“Young man, in mathematics you don’t understand things. You just get used to them.” John von Neumann.
Continuing the discussion on what does it mean to understand a proof, and following up on the discussion on a recent post by Gowers, I would like to bring up the question of what does it mean for a mathematical proof to be difficult.
First of all, I think it is important, again, to distinguish between the perspective of the person conceiving the proof and the person reading (or trying to understand) the proof.
Proofs that are hard to read
From the perspective of the reader, a proof may seem hard (or at least harder than it needs to be) simply because of the style of exposition, as already discussed.
Even some flawlessly presented papers, however, can be hard to follow, because of the complexity of the technical machinery used by the author. In many areas that have developed very sophisticated tools (PCP constructions, for example), every paper might look very complicated to the non-expert, because of the need to “interface” with the very complicated context, or the need to re-prove “standard” results because they were never stated exactly in the way that is needed and so on. To the expert, however, many such paper look relatively simple, in the sense that given the basic ideas, which can often be summarized in a few sentences, it is “routine” to reconstruct the rest of the paper. (More later on what this means for the value of such papers.)
Finally, there are well-presented papers which baffle the experts (sometimes, this includes the authors). I am thinking, for example, of the Khot-Vishnoi paper on sparsest cut. Those are papers that introduce new techniques that are not yet fully understood. (Meaning, for example, that the full extent of their applicability and generality is not clear yet.) They contain the genuinely difficult proofs, and they are the ones that are most useful to study. Note that, here, I am considering difficulty as a transient, not an intrinsic property: at some point the techniques become used over and over, a theory is built around them, we know how to make use of them, and they become “understood,” or “simple” to the experts. Needless to say, this process of clarification and simplification is extremely useful, and should be well regarded and rewarded, as it usually is. (Most of my research is of this type, and I cannot complain for the way it is received.)
Proofs that are hard to conceive
What about difficulty from the perspective of authors? Clearly, papers like the ones I just described are as difficult (or more) to come up with than to understand for the experts. One is devising new techniques and exploiting them on the fly, and it is a miracle when it all works out.
What about papers that seem difficult to non-experts and are easy (when properly presented) to experts? Here it depends. Sometime, given the right tools, the result is just routine application of the technical machinery, no harder to conceive than to verify. Sometimes, however, even if the main idea of the paper can be expressed in one sentence, that one idea can be the result of endless attempts, blind alleys, complicated first attempts, later simplifications, and so on.
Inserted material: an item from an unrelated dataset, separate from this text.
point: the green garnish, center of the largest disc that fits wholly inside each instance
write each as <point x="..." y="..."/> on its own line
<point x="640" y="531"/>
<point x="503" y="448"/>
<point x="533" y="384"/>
Of course, papers of the first type are nearly (but not completely) useless, and papers of the second type are very good.
The value of technical work
There was recently a discussion in the theory community about the value of “conceptual” papers, which, perhaps unpredictably, turned in part into a discussion on the value of “technical” papers. At the time, I completely agreed (as I still do) with statements such as “all other things being equal, a simpler proof is better than a harder one,” but I had a problem with some of the conclusions that were being drawn.
Leaving aside the issue of papers whose main contribution is a new definition or a new model (which are, in fact, the “conceptual” papers that the original statement dealt with), when we look at a paper proving a new result and introducing a new idea, then, all other things being equal, we want the authors the explain their idea and distill their proof in the simplest possible way. However, another point is also true: that given two well presented papers, both simplified as much as they can be, the more complicated one is the one that uses the more complex technical tools, and a new ideas about complex machinery is more valuable than a new ideas about simpler machinery, because the former makes powerful tools even more powerful. And, as argued above, the technical papers which are going to be more useful (by stimulating the construction of new theoretical thinking around their tools) are the mystifying ones.
- writing papers just because you can, employing difficult techniques in routine ways: BAD
(but even such papers may be somewhat useful, I may return to this point in a later post.)
- presenting a needlessly complicated version of a potentially simple argument: VERY BAD
- having a new idea on how to use difficult techniques, and explaining it as transparently as possible: GOOD
(but such papers would still be hard to read for the non-experts)
- making breakthroughs by conceiving new ways of doing things: VERY GOOD
- finding the “right” way to understand a previously mystifying argument: GOOD
(And, of course, coming up with a new definition or model that extends the reach of theoretical work: VERY EXCELLENT; but this was not the subject of this post.)